Opportunities to coordinate and cooperate on the upcoming acquisitions of military hardware in the Visegrad region are wasted with every solo decision. The Central European Policy Institute and Polish Institute of International Affairs presented their DAV4 expert group report on industrial cooperation on April 22 in Warsaw, just a few days after Poland decided to buy the French Caracal helicopter.
The move is now criticised for being politically motivated and not taking into account regional context. Only a few weeks ago Slovakia announced it would probably go for the US Black Hawks, helicopters paradoxically being manufactured also in Poland. Whether or not the Warsaw’s decision was motivated by an interest in reviving the now seemingly preferred Weimar format or any gentleman agreement on the Mistral delivery to Russia is unknown. One way or another, it is a missed opportunity in the Visegrad context.
What else can we do together then? Hungary proposes a joint V3 aerial refueling in the midst of the Slovak fighter-jet replacement story. If Bratislava will not unexpectedly decide not to lease the Gripen aircraft, new opportunities for cooperation with the other two Visegrad operators would emerge.

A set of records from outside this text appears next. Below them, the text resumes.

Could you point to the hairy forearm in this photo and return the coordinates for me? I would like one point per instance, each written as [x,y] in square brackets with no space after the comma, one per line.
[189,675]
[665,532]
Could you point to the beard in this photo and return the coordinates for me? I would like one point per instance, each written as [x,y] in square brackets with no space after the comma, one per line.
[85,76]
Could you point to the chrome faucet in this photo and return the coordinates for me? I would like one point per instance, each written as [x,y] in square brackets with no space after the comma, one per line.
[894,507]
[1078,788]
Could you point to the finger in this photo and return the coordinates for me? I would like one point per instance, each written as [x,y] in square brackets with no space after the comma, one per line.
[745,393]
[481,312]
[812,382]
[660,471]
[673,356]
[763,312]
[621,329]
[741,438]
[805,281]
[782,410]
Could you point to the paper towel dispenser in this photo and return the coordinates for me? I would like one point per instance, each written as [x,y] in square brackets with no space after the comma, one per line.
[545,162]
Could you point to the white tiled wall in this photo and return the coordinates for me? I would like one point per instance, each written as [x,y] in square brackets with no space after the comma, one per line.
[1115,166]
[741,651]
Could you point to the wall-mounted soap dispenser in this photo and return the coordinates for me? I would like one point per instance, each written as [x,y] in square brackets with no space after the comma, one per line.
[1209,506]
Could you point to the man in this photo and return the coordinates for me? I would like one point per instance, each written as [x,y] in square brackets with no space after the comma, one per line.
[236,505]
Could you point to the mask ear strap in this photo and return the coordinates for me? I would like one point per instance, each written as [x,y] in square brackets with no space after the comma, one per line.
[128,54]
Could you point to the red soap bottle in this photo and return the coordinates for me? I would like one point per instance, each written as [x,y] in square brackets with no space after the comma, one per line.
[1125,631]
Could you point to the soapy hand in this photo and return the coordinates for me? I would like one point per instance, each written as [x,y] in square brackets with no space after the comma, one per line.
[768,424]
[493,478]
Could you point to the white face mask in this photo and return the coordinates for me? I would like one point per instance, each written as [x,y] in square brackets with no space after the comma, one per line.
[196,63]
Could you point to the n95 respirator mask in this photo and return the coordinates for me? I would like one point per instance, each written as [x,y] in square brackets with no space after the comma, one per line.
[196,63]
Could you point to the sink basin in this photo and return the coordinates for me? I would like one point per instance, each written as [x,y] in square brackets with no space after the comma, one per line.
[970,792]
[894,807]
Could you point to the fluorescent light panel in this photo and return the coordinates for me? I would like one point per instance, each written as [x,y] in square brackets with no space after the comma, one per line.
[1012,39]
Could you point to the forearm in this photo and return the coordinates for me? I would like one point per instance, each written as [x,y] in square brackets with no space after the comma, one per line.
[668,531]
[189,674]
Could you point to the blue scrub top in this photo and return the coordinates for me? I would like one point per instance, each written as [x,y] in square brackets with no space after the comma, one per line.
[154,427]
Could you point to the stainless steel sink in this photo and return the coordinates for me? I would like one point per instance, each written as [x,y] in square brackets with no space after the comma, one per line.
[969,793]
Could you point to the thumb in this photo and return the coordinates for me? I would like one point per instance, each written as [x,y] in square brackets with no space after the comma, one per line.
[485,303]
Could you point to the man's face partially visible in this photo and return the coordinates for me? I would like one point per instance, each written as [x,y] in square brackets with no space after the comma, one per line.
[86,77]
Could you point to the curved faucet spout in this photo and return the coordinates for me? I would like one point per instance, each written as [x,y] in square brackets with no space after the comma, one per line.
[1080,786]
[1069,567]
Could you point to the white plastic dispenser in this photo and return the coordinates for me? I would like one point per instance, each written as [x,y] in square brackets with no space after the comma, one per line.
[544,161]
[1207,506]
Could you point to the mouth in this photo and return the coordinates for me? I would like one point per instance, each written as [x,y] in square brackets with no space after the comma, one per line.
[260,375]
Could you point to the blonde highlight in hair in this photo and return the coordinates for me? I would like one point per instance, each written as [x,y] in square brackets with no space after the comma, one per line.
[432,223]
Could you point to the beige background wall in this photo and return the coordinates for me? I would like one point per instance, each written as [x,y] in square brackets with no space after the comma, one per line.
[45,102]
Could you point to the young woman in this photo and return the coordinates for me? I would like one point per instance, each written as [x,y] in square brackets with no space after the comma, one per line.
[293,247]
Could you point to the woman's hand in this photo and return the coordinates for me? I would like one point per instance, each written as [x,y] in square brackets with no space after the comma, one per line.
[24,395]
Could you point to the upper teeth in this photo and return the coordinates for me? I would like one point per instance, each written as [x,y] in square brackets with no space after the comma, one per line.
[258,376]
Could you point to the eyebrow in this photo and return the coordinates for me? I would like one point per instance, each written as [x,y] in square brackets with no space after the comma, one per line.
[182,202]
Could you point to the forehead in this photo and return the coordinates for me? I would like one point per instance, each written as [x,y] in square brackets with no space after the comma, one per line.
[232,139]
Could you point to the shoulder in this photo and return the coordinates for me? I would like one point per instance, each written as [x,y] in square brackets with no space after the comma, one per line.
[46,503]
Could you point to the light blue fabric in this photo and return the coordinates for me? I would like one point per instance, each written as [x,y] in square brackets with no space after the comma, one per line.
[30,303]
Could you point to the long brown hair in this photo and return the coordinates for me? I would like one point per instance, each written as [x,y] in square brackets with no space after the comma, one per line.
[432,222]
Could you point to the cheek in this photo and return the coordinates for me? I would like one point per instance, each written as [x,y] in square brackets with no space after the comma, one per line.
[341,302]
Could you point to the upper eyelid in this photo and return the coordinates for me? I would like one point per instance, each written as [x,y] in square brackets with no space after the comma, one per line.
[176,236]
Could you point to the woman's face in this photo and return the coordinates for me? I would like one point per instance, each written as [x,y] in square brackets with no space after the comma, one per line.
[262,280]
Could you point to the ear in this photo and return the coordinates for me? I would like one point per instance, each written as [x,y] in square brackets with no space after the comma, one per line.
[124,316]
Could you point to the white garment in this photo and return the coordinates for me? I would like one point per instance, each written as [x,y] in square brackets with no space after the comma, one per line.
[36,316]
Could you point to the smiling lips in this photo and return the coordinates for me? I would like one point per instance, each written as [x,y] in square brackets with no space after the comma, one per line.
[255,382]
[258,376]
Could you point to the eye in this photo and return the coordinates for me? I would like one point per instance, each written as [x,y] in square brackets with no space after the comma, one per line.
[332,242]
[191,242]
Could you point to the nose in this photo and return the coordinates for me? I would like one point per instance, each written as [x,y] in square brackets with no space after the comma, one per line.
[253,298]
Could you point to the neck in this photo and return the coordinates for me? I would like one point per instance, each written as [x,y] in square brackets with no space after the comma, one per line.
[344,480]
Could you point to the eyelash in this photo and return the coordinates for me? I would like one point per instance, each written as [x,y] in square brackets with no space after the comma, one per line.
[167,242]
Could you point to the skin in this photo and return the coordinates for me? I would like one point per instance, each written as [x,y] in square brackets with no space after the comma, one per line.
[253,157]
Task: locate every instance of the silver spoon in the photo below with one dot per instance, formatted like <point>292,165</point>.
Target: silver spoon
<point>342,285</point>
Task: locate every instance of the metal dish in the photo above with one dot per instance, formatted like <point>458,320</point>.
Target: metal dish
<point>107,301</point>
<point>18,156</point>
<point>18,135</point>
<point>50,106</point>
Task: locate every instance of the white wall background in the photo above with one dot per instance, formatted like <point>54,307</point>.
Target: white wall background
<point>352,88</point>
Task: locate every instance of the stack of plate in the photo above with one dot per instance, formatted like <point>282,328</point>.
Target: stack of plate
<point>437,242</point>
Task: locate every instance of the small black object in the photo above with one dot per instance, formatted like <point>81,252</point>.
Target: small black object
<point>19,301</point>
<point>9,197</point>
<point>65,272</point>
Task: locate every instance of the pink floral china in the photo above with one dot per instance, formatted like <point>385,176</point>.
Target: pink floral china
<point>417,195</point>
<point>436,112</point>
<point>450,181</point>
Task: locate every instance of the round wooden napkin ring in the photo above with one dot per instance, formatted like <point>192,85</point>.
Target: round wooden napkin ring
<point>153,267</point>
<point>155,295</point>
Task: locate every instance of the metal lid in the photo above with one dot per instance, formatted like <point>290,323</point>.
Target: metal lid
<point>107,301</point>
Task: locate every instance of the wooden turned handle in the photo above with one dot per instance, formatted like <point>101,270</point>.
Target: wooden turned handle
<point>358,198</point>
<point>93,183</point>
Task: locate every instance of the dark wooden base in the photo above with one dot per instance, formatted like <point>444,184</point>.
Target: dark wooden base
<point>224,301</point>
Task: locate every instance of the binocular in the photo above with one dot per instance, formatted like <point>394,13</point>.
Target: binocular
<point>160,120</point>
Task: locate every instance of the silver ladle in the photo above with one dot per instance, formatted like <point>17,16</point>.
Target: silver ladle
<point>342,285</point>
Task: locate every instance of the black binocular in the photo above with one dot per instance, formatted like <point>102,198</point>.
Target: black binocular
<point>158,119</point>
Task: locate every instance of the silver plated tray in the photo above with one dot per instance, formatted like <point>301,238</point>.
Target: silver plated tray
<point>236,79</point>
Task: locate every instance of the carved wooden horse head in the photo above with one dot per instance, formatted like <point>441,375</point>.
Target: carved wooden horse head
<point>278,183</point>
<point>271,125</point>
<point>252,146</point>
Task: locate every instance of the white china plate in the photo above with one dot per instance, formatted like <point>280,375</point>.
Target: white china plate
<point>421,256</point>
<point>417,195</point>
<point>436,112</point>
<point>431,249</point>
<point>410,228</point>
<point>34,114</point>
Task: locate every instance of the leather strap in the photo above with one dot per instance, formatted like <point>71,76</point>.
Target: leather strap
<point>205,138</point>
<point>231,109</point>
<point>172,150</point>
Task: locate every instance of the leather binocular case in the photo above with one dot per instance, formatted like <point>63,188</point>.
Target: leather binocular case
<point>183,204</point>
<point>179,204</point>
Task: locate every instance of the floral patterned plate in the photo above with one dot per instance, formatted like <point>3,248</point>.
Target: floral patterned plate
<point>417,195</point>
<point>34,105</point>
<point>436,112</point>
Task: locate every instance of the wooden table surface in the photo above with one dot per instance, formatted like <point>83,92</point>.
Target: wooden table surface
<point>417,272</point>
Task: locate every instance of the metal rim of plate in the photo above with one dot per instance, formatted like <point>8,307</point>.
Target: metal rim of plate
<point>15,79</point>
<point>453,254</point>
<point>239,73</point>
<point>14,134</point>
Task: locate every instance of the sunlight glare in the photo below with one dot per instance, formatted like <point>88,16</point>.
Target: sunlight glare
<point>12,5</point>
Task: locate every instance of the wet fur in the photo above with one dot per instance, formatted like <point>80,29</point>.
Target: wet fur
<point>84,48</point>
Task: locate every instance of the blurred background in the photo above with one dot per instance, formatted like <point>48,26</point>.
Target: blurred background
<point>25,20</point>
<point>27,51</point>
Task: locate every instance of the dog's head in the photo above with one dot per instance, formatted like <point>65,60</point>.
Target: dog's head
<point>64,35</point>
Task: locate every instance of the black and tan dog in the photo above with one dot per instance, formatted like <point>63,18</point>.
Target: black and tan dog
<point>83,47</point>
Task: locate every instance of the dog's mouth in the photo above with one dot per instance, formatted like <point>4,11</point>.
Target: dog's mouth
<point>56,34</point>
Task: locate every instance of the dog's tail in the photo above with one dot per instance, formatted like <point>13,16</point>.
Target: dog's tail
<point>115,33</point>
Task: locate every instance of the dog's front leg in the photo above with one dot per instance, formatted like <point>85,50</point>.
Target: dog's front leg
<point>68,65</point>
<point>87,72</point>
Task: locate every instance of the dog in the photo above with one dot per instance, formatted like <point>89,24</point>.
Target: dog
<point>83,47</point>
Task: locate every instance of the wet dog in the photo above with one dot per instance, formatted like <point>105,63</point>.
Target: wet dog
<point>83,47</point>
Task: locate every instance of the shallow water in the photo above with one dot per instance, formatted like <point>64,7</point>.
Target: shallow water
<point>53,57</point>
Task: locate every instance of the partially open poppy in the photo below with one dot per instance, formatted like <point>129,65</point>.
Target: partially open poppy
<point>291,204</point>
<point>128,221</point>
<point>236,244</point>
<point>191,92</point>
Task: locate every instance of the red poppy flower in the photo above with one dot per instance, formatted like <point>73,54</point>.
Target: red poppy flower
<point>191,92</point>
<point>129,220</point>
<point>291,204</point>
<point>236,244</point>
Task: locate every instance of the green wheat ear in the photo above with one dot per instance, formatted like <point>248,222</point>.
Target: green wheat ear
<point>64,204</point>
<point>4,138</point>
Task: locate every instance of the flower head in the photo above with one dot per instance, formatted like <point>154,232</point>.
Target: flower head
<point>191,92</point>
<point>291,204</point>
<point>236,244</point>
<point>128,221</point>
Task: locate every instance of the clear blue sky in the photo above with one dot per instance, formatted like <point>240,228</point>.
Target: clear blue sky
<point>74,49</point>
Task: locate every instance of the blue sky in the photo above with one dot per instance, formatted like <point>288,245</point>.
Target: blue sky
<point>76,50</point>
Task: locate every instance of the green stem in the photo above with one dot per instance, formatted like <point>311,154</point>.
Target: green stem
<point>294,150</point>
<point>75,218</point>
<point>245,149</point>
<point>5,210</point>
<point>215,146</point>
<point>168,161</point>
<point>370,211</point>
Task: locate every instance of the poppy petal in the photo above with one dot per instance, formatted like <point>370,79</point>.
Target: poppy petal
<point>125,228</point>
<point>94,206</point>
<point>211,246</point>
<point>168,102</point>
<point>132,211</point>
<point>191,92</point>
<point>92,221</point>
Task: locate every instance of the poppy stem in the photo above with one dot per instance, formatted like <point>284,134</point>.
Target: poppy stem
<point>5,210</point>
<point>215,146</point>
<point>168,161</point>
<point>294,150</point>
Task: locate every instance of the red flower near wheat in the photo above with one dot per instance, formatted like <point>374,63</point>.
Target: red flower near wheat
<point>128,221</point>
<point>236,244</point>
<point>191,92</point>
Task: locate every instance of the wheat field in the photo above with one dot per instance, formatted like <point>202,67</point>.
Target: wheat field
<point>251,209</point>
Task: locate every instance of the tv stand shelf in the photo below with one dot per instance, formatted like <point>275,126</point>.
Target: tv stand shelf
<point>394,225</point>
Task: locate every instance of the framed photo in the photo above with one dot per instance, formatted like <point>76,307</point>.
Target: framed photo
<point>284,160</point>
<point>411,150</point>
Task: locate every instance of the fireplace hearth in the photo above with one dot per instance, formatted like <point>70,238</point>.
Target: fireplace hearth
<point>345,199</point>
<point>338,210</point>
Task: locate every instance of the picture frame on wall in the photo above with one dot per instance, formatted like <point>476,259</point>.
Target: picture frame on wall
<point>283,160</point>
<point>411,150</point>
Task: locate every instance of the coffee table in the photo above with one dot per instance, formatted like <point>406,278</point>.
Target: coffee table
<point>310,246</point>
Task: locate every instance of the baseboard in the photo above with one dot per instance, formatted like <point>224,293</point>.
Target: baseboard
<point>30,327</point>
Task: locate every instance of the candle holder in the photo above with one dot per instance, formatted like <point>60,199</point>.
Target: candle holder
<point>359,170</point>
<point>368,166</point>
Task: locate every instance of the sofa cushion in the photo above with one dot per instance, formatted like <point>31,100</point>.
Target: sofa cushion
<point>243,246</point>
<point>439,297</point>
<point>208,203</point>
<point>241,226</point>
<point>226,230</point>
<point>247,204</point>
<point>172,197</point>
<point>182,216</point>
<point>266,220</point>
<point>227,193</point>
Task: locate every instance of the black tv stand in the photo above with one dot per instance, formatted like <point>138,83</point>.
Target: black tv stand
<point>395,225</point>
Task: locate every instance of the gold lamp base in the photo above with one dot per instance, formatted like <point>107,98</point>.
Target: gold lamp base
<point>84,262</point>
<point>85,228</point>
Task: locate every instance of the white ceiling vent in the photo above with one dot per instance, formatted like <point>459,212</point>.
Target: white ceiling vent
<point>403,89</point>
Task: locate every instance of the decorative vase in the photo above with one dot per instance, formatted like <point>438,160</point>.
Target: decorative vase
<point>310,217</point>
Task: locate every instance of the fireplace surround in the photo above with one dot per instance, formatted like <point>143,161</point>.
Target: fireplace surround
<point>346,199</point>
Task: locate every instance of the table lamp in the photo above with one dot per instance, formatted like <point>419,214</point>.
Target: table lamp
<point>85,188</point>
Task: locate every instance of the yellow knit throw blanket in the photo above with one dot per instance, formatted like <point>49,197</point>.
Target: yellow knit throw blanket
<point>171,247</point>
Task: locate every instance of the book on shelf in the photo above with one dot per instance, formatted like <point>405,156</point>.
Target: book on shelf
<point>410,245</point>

If there would be at least two countries deciding on the same helicopter amongst the four, a space for cooperation could be expanded.
There is one prerequisite, though: They have to redesign their national procurement policies to take cooperation benefits into account. Otherwise, the countries might once again end-up unprepared, as they did early this year when the Czechs and Slovaks could not overcome legislative barriers to buy radars jointly.